Scattering resonances and pairing in a Rabi-coupled Fermi gas
Olivier Bleu, Brendan C. Mulkerin, Cesar R. Cabrera, Jesper Levinsen, Meera M. Parish
TL;DR
The paper demonstrates that a coherent Rabi drive between two hyperfine states in a three-component ultracold Fermi gas can qualitatively alter interspecies scattering with a third component. By formulating a minimal low-energy model and deriving a driven two-channel T-matrix, they show that the effective dressed scattering length $a_{-}$ and, in general, an effective range $r_{\text{eff}}$ can exhibit resonances arising from hybrid bound states, controlled purely by the drive parameters $δ$ and $Ω$. Extending to finite density via a generalized Thouless criterion, they predict a drive-tunable crossover between pairing channels and even an excited many-body superfluid branch, linking few-body bound-state structure to many-body superfluid transitions. The results provide a versatile route to explore drive-controlled BCS-BEC physics and related phenomena in driven, three-component ultracold gases, with implications for Efimov physics and spin-imbalanced systems.
Abstract
We investigate the possibility of using a Rabi drive to tune the interactions in an atomic Fermi gas. Specifically, we consider the scenario where two fermion species (spins) are Rabi coupled and interacting with a third uncoupled species.
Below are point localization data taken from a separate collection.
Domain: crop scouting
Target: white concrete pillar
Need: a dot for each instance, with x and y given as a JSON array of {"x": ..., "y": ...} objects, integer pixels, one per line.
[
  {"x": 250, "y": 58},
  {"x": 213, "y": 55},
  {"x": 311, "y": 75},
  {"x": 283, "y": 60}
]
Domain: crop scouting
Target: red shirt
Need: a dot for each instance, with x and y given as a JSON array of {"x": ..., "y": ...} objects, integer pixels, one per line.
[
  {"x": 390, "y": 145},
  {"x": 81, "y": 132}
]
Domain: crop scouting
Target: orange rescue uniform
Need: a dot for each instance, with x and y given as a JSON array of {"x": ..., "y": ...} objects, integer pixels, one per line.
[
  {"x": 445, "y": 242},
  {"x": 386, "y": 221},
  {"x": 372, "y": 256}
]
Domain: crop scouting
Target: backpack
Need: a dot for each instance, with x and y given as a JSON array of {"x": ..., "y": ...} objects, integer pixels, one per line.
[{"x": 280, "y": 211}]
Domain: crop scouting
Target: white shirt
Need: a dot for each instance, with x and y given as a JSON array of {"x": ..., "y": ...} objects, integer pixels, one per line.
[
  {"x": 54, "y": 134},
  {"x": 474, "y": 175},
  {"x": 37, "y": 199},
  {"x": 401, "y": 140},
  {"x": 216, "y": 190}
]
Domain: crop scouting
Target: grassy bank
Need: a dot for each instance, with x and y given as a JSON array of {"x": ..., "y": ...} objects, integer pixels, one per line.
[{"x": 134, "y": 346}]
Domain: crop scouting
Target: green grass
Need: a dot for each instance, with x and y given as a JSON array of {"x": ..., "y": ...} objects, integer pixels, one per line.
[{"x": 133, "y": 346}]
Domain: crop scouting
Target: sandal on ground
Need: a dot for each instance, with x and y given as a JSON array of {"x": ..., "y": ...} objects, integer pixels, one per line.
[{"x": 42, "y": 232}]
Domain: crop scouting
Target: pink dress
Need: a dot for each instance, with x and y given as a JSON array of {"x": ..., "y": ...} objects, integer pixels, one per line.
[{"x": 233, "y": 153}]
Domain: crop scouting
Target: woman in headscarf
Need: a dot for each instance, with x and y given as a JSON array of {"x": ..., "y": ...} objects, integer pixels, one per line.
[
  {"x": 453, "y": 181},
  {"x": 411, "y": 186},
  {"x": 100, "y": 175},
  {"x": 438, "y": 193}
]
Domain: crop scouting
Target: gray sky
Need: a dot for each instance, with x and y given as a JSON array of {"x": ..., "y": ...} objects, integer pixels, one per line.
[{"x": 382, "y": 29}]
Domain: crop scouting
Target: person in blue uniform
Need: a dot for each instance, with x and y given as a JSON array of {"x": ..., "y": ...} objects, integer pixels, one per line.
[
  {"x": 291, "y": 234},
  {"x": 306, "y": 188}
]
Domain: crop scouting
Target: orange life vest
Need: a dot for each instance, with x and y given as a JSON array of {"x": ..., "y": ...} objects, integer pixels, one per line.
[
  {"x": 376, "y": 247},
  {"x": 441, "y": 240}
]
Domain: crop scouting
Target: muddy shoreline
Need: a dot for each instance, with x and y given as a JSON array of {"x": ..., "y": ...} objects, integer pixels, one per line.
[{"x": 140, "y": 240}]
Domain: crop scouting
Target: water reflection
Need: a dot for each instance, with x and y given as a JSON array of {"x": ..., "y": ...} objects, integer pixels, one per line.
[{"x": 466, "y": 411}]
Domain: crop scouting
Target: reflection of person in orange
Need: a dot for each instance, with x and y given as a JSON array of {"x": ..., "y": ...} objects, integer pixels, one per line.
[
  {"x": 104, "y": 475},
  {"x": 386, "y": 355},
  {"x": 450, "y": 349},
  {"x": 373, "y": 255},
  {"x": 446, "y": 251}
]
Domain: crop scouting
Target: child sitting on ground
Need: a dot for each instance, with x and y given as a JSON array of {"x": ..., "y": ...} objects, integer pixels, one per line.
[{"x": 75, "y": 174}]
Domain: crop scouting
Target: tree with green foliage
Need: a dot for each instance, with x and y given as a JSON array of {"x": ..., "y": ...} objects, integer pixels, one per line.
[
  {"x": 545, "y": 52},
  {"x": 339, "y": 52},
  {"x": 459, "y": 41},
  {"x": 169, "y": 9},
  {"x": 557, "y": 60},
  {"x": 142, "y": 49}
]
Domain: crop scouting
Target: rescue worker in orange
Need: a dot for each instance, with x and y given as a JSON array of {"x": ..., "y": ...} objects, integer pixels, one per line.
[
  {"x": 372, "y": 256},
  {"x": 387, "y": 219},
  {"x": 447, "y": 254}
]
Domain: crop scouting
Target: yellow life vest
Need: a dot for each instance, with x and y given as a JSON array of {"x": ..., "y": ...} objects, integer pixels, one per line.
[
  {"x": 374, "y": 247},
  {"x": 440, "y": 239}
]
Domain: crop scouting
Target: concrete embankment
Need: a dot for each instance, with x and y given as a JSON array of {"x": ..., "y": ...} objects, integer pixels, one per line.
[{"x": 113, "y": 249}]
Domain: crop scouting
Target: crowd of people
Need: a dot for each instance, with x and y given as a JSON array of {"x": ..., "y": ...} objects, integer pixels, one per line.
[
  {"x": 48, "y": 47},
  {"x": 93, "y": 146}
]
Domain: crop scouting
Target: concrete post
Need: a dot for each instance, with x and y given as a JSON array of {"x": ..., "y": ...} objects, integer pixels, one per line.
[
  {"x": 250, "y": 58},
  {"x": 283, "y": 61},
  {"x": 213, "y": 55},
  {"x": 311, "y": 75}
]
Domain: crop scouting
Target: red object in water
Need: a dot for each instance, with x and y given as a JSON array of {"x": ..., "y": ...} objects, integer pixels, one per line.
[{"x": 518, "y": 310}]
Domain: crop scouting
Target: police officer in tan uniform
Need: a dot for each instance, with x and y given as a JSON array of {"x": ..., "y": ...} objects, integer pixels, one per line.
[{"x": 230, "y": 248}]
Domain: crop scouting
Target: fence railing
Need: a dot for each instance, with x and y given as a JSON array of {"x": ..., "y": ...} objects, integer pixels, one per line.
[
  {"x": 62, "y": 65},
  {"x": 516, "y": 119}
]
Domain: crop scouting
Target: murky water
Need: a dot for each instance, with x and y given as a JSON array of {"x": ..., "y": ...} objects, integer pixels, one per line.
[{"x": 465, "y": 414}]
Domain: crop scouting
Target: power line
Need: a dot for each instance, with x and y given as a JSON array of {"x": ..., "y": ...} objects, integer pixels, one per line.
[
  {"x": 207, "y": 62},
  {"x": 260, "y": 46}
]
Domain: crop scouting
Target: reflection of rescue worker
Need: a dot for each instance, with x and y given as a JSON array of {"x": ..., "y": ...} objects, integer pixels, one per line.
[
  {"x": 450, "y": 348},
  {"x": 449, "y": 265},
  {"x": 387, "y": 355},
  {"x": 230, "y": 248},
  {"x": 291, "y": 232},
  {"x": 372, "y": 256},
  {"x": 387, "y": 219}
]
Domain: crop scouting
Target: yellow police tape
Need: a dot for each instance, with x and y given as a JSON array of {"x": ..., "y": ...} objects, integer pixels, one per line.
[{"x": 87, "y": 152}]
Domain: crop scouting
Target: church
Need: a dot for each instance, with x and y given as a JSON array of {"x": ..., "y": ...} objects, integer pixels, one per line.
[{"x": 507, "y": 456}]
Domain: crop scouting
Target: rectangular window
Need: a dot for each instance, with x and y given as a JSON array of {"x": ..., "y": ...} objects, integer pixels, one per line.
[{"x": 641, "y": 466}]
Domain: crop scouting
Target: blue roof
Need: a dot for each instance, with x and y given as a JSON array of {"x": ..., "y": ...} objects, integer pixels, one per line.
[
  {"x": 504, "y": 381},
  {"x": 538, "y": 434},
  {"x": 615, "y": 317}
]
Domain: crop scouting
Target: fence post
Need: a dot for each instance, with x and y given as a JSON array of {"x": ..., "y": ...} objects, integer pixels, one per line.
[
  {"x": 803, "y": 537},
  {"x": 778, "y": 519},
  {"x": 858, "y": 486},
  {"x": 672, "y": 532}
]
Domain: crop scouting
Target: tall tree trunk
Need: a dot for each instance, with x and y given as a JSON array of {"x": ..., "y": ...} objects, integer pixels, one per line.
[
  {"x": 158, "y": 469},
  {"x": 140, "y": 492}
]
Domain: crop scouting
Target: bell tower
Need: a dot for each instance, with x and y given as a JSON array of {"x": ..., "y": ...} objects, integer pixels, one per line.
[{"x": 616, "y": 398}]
Using an exact calculation within a minimal low-energy model, we derive analytical expressions for the effective scattering length and effective range that characterize the collisions between a Rabi-dressed atom and an atom from the third species. In particular, we find that new scattering resonances emerge in the Rabi-coupled system, which we demonstrate are linked to the existence of hybrid two-body bound states. Furthermore, we show via a generalized Thouless criterion that the scattering properties have a direct impact on the superfluid transitions in the Rabi-coupled Fermi gas. The presence of Rabi-induced resonances thus has implications for the investigation of many-body physics with driven atomic gases.